Matildas coach Tony Gustavsson named four debutants in his first squad for internationals against Germany and the Netherlands later this month.
The 23-player party comprises 13 players that helped Australia qualify for the 2020 Tokyo Olympics, with defenders Laura Brock and Emma Checker, plus midfielders Amy Harrison, Amy Sayer and Ella Mastrantonio earning recalls.
Four uncapped players have also been added to the national team fold, including former Young Matildas Indiah-Paige Riley, Beatrice Goad and Alex Huynh. Dylan Holmes, who plays for BK Hachen in Sweden, rounds out the quartet.
The group will assemble in the Netherlands on 5 April. In their first matches since March 2020, Australia will face two of world football’s heavyweights in reigning Olympic gold medalists Germany and FIFA Women’s World Cup 2019 finalists, the Netherlands, on 11 and 14 April (AEST), respectively.
“With this camp and international matches, the preparations for the Tokyo 2020 Olympic Games take a significant step forward and I am eager to see what the players will bring to the environment,” said Gustavsson.
“Knowing the close bond between the playing group, this camp will be good for morale as we assemble for the first time in almost 400 days.”
“Even with all the challenges that have been presented, including the decision to exclude selection of Australian-based players, I believe this is a great chance to learn about the qualities of all the players, on and off the pitch.”
Six players from the 2020 AFC Women’s Olympic qualifiers are not available for selection including midfielder Katrina Gorry, who is expecting her first child in August.
Defender Steph Catley, midfielder Elise Kellond-Knight and forward Kyah Simon will continue injury rehabilitation in their home environments.
“Germany and the Netherlands are extremely tough teams with incredibly talented players. They provide an opportunity for the coaching staff, Mel Andreatta and I to evaluate the team and closely examine how we want to evolve,” Gustavsson added.

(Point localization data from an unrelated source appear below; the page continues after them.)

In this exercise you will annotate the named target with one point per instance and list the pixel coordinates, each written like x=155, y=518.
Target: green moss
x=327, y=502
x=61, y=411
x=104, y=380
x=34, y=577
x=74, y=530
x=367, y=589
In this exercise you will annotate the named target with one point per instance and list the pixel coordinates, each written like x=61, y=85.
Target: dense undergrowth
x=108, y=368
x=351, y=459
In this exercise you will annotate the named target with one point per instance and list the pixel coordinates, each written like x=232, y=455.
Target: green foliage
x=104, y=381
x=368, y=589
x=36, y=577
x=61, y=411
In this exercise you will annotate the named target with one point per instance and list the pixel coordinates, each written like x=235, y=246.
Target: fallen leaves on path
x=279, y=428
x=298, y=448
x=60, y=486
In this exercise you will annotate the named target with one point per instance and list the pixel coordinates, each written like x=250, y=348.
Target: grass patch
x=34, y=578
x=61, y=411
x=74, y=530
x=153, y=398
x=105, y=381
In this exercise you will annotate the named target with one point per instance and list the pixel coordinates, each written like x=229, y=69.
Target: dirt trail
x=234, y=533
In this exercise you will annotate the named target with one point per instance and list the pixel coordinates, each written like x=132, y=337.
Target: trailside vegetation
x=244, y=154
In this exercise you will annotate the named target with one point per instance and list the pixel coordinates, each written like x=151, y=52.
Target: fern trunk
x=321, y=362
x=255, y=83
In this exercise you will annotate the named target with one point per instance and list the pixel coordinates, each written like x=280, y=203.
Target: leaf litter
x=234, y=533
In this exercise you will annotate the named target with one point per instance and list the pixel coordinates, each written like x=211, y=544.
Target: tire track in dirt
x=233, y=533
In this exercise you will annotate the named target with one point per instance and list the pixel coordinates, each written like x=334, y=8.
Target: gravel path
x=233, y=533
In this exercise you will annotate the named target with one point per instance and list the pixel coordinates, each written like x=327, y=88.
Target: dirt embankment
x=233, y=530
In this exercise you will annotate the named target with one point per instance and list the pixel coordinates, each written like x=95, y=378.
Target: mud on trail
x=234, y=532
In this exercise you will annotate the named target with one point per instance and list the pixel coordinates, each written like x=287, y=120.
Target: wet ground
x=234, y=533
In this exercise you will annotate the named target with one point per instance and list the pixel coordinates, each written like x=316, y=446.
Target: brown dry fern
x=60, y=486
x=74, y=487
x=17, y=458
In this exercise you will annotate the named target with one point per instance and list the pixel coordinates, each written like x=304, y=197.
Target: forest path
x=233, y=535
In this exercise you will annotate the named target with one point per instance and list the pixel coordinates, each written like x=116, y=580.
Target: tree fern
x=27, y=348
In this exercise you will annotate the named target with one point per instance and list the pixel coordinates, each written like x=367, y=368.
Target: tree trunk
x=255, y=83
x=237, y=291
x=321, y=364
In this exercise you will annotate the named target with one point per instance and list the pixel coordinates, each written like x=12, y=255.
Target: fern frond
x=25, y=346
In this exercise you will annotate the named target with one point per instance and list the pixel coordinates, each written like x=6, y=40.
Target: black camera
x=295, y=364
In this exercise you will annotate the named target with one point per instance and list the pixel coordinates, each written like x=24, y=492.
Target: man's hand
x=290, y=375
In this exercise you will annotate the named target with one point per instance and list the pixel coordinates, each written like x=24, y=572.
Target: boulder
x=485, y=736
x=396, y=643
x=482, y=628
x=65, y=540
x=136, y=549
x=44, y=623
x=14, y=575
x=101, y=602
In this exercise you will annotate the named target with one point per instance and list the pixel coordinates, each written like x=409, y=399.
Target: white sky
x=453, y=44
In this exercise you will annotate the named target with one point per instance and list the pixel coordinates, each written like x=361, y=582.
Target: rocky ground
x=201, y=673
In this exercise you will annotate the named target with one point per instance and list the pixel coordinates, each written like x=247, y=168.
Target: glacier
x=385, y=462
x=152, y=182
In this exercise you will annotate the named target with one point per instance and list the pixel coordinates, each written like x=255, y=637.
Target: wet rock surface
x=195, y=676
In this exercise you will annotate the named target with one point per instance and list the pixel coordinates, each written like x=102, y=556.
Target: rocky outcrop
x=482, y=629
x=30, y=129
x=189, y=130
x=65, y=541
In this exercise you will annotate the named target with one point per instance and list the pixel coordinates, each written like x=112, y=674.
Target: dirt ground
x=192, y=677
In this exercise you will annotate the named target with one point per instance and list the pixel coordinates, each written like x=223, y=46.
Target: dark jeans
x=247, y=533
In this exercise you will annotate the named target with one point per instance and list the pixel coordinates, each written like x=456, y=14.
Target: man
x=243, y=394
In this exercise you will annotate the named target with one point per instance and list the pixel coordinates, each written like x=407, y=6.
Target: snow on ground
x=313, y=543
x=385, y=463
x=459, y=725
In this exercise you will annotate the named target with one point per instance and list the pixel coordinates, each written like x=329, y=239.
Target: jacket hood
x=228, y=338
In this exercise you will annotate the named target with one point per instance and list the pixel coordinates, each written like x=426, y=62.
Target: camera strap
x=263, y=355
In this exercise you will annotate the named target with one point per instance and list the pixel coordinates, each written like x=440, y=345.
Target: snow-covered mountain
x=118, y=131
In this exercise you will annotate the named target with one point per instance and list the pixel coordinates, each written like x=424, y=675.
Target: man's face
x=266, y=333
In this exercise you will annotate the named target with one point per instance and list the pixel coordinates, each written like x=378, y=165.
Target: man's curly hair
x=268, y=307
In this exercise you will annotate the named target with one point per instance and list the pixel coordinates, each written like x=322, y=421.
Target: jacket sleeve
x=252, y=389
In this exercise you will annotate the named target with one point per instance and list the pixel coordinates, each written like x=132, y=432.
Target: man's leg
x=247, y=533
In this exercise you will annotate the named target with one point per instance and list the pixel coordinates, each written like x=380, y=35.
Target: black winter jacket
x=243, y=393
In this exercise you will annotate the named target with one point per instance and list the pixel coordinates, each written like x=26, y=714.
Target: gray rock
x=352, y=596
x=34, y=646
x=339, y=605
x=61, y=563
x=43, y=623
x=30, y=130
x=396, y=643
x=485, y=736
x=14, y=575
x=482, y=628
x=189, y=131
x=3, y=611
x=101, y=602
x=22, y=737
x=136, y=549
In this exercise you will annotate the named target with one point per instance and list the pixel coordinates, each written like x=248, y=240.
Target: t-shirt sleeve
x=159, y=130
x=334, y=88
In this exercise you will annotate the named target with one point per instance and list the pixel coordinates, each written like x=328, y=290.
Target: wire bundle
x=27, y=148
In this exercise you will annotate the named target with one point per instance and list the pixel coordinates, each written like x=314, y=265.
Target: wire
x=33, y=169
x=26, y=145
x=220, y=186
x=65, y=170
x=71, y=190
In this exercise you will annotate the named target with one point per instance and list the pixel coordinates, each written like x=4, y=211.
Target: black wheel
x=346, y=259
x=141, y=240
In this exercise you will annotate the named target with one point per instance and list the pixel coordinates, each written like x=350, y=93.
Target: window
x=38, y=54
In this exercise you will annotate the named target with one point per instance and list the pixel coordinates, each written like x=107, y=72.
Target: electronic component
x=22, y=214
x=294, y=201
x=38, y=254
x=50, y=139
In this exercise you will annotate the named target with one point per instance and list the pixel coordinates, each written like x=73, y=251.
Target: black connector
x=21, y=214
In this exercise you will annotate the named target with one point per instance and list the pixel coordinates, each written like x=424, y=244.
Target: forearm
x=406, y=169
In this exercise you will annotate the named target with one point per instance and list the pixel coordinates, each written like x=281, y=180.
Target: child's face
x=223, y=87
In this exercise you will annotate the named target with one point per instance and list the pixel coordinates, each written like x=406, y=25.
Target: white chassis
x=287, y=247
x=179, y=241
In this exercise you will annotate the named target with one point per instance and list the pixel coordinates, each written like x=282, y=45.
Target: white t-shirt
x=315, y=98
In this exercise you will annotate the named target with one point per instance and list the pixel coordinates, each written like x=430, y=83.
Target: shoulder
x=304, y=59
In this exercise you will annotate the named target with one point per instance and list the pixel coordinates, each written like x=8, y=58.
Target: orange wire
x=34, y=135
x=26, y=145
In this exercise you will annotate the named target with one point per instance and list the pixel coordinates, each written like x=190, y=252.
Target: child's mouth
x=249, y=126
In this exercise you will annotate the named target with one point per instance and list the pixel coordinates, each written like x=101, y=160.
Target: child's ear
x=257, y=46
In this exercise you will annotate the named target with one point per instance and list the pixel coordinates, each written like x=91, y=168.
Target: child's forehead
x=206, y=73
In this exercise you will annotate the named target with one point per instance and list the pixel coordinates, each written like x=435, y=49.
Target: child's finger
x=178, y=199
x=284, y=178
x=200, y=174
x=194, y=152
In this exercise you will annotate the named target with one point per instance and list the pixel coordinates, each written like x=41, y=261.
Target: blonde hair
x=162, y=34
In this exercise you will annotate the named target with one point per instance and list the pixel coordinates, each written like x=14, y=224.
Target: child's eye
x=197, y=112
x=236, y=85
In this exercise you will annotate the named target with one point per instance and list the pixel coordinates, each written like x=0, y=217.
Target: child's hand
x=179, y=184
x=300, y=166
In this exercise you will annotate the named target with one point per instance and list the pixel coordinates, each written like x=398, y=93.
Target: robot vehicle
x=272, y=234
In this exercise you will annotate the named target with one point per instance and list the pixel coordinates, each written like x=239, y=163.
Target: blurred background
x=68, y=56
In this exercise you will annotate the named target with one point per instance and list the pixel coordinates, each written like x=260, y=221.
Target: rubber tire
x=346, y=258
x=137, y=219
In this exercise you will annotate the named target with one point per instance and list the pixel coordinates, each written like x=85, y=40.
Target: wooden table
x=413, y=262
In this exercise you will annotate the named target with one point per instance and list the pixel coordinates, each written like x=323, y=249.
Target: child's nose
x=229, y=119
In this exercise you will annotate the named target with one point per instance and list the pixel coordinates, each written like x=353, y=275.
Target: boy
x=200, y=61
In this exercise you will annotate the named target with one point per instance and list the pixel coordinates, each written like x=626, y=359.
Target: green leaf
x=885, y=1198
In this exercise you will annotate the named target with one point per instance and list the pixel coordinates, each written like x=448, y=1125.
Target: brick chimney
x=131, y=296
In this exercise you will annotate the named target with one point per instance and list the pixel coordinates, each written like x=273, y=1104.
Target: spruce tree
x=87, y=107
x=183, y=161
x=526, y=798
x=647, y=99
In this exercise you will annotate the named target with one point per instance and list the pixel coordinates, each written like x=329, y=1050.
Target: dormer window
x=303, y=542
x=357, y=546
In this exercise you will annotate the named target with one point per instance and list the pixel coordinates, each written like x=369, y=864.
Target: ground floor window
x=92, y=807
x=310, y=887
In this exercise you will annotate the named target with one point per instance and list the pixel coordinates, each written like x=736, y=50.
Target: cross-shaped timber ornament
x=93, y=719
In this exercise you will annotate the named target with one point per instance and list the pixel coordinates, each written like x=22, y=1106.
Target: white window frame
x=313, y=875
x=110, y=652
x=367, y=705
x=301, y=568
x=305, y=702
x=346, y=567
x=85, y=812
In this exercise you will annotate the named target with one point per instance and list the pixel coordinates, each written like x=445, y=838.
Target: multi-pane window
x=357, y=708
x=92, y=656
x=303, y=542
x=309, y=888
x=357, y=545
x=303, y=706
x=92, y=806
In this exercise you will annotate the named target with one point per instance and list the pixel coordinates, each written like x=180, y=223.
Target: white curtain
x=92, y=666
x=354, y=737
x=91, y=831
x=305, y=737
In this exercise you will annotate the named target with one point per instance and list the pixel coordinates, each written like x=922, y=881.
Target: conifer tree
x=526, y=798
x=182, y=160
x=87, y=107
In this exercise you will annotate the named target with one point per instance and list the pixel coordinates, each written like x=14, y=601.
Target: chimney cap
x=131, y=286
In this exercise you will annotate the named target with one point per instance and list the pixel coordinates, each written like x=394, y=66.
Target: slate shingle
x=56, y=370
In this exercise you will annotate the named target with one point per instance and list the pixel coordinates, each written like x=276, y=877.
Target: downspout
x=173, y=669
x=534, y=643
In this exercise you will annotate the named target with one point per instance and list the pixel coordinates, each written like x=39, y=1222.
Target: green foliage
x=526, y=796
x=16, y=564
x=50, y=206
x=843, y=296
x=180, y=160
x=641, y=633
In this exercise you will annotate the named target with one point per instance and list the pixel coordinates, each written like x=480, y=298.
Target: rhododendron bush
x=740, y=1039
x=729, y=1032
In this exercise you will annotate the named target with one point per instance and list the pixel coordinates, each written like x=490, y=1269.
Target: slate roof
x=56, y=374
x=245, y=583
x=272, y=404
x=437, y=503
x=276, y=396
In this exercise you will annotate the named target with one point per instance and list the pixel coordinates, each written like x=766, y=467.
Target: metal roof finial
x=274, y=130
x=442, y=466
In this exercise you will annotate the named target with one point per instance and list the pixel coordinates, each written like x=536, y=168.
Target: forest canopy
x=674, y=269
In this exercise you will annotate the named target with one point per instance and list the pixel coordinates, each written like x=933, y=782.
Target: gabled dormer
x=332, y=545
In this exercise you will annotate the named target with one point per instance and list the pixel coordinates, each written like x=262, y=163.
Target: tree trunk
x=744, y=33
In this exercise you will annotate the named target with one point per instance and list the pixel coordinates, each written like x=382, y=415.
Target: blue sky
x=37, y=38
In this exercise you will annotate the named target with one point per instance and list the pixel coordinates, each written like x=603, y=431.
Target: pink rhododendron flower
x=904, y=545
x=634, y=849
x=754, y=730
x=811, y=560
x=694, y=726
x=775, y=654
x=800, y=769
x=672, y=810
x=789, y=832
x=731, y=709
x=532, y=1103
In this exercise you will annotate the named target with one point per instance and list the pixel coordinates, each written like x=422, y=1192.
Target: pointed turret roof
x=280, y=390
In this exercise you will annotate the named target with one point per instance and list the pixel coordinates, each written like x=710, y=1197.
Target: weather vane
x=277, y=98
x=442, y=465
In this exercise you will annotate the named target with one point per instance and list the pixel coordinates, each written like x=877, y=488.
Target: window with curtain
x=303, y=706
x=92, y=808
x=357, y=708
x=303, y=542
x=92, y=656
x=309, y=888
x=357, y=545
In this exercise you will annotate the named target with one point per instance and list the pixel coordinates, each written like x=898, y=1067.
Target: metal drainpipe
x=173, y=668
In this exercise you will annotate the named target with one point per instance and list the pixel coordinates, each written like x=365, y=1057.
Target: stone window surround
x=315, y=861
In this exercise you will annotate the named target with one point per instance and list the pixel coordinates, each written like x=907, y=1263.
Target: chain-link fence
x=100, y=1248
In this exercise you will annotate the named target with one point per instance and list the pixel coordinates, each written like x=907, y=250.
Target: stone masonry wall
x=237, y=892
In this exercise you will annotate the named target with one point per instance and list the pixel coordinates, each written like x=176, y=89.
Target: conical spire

“The exciting part is that every player has the chance to prove themselves, whether they are an experienced player with almost 100 caps, or a player earning their first call up. On the back of the announcement of the host cities, this is not only about Olympic preparation but it is also the start of our road to the FIFA Women’s World Cup in 2023.”
Mackenzie Arnold (West Ham), Laura Brock (Avant de Guingamp), Ellie Carpenter (Lyon), Emma Checker (UMF Selfoss), Caitlin Foord (Arsenal), Mary Fowler (Montpellier), Emily Gielnik (Vittsjo GIK), Beatrice Goad (SV Meppen), Amy Harrison (PSV), Dylan Holmes (BK Hächen), Alexandra Huynh (Napoli), Alanna Kennedy (Tottenham Hotspur), Sam Kerr (Chelsea), Chloe Logarzo (Kansas City), Aivi Luik (Sevilla), Ella Mastranonio (Bristol City), Clare Polkinghorne (Vittsjo GIK), Hayley Raso (Everton), Indiah-Paige Riley (Fortuna Hjorring), Karly Roestbakken (LSK Kvinner), Amy Sayer (Stanford University), Emily Van Egmond (West Ham United), Lydia Williams (Arsenal).